What problems does a patient with myasthenia gravis pose for the
anaesthetist?

Answer 5

Some form of categorizing this question is worth learning.
The problems of anaesthetizing a myasthenic patient breakdown into:

The problems of. . ..

1. Altered response to drugs, esp. muscle relaxants.
2. The type of surgery being performed.
3. Severity of disease.
4. Co-existent medical (auto-immune) disease.
5. Intercurrent medication – steroids, etc.
6. Exacerbation of disease.
7. Post-op respiratory failure.

Question 6

Altered response to drugs, especially muscle relaxants.

Answer 6

Altered response to drugs, especially muscle relaxants.

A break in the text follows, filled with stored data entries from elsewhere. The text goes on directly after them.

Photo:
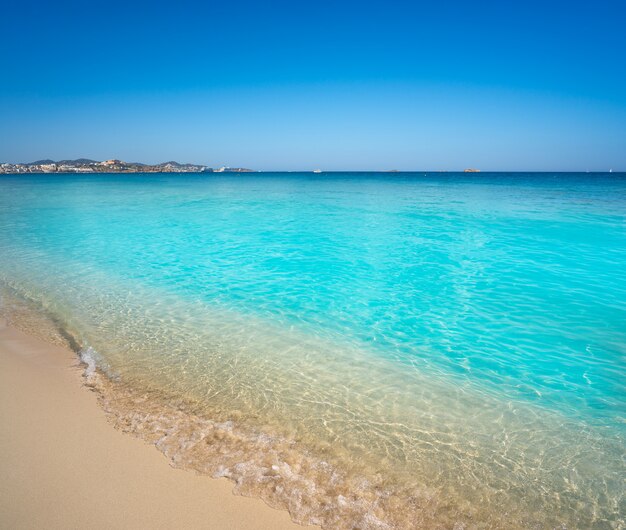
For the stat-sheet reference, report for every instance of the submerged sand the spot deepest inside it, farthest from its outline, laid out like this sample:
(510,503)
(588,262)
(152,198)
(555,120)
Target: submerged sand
(64,466)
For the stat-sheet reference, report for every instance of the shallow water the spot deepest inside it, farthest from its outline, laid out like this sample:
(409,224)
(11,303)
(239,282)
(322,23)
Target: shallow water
(366,350)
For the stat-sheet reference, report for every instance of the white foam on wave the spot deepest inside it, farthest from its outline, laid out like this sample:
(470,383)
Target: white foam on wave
(88,358)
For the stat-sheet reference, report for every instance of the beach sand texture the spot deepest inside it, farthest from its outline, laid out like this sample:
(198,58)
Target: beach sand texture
(63,466)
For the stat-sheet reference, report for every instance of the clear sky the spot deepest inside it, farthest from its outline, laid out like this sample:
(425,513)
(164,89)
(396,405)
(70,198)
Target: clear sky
(519,85)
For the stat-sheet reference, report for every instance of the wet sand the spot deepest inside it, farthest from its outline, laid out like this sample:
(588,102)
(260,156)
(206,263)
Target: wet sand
(64,466)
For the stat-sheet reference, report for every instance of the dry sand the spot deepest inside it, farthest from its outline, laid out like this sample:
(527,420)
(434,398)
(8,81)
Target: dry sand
(63,466)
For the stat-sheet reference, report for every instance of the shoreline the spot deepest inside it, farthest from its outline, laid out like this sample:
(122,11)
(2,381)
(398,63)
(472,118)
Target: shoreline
(65,466)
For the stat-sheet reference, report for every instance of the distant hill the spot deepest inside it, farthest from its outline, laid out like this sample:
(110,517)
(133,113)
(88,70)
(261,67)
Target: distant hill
(80,161)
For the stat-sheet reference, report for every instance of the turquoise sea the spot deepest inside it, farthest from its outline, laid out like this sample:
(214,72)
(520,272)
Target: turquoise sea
(367,350)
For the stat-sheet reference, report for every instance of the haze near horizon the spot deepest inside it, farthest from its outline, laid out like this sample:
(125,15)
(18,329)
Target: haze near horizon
(350,86)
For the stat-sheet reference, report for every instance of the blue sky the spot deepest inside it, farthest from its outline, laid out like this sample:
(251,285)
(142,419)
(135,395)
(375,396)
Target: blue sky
(300,85)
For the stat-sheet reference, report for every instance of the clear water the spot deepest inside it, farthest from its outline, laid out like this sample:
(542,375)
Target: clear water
(366,350)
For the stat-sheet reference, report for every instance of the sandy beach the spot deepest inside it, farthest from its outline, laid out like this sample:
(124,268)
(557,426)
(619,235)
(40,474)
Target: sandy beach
(64,466)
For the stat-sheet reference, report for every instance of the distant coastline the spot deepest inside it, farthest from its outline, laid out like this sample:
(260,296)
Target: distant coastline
(85,165)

The response to suxamethonium is unpredictable.

Relative resistance (ED95 reported as 2.6 times normal),

prolongation or a phase II block may be seen.

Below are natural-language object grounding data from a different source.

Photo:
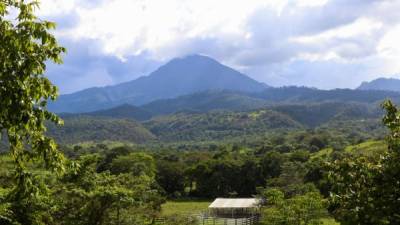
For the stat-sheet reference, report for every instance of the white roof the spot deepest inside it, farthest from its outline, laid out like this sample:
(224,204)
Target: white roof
(235,203)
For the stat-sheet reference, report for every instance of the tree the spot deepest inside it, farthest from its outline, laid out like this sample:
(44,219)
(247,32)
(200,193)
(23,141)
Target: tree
(26,45)
(366,190)
(304,209)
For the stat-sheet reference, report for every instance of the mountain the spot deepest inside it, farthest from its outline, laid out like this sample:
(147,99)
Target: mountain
(204,102)
(123,111)
(186,126)
(316,114)
(387,84)
(180,76)
(80,128)
(288,95)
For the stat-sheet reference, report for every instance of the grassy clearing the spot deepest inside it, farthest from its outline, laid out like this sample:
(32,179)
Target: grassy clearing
(184,207)
(329,221)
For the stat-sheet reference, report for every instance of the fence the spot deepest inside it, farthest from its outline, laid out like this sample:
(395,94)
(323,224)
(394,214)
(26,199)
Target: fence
(229,221)
(206,220)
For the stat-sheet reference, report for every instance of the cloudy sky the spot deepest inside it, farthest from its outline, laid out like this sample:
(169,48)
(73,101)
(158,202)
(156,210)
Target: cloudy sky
(320,43)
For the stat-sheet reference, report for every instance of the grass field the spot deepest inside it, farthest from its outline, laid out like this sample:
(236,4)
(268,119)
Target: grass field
(192,207)
(184,207)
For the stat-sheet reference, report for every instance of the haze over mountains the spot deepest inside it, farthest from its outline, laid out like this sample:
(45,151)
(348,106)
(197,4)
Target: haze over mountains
(180,76)
(201,83)
(197,98)
(387,84)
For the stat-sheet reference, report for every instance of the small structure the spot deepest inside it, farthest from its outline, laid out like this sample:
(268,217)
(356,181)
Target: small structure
(235,208)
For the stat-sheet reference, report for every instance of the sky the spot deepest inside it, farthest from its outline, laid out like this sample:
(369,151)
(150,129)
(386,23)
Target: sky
(318,43)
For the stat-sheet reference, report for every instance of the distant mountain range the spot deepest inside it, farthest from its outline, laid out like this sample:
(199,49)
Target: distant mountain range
(178,77)
(386,84)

Opioids or barbiturates may produce profound respiratory depression.

Patients are often extremely sensitive to non-depolarising relaxants.

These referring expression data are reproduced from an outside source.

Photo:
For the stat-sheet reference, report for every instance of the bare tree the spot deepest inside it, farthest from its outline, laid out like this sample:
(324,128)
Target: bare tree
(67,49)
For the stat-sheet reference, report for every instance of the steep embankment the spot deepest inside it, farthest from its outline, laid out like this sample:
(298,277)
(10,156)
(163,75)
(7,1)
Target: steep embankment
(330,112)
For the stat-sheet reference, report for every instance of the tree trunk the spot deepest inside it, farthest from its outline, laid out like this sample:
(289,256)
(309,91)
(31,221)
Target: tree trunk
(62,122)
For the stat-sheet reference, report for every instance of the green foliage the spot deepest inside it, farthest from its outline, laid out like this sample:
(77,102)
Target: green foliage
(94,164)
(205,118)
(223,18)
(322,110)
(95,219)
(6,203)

Either avoid (patients can often be intubated with volatile alone)
or use at about 1/10 of the usual dose.

However, atracurium has been used without problems
because of its rapid metabolism.

A nerve stimulator must be used.

Question 7

The type of surgery being performed.

Answer 7

The type of surgery being performed.

With a thymectomy there is a risk of damage to the SVC
and a risk of pneumothorax.

Venous access in the lower limbs may be prudent.

After trans-sternal thymectomy 50% of patients
require post-operative ventilation

Question 8

Severity of disease:

Answer 8

Severity of disease:

Respiratory or bulbar muscle involvement?

Increased risk of aspiration

Arterial blood gases/CXR/PFTs will be needed to assess respiratory embarrassment

Question 9

Co-existent auto-immune disease

Answer 9

Co-existent auto-immune disease

Current treatment may include

steroids, azathioprine, cyclophosphamide, cyclosporin and anticholinesterases

(typically pyridostigmine which lasts about 3–4 hours).

Medical treatment should be optimised.

This may include plasmapheresis.

There is debate about whether to reduce or stop anticholinergics before surgery.

Patients are better off being slightly myasthenic rather than cholinergic.

Question 10

Anticholinesterases may cause:

Answer 10

Increased vagal reflexes (? pre-medicate with atropine)

The possibility of disrupting bowel anastomosis.

Prolonged action of ester-type local anaesthetics and suxamethonium
(inhibition of plasma cholinesterase).

Question 11

Exacerbation of the disease

Answer 11

Exacerbation of the disease may be caused by
surgery, stress, infection,
aminoglycosides, hypokalaemia and pregnancy.

Question 12

Post-operative respiratory failure.

Answer 12

Post-operative respiratory failure.
Increased risk with: Disease duration >6 years
Co-existing pulmonary disease
Vital capacity <40 ml/kg
Pyridostigmine dose >750 mg/day
Poor bulbar function.

Question 13

Apart from needing surgery, how else may you be asked to help with the
management of a myasthenic patient?

Answer 13

Apart from needing surgery, how else may you be asked to help with the
management of a myasthenic patient?

Intensive care management

Performance of an edrophonium (‘Tensilon’) test -distinguishing a
myasthenic crisis from a cholinergic crisis.

There is a risk of bradycardia and bronchoconstriction

Question 14

What is the difference between a myasthenic crisis and
a cholinergic crisis?

Answer 14

A cholinergic crisis is due to excessive administration of anticholinesterases
and causes increased weakness with pronounced muscarinic effects:

Bradycardia
Salivation
Sweating
Small pupils
Lacrimation
Abdominal pain
Diarrhoea
Edrophonium will exacerbate the weakness.

Question 15

A myasthenic crisi

Answer 15

A myasthenic crisis is due to under-treatment with anticholinesterases.
Weakness will improve after administration of edrophonium.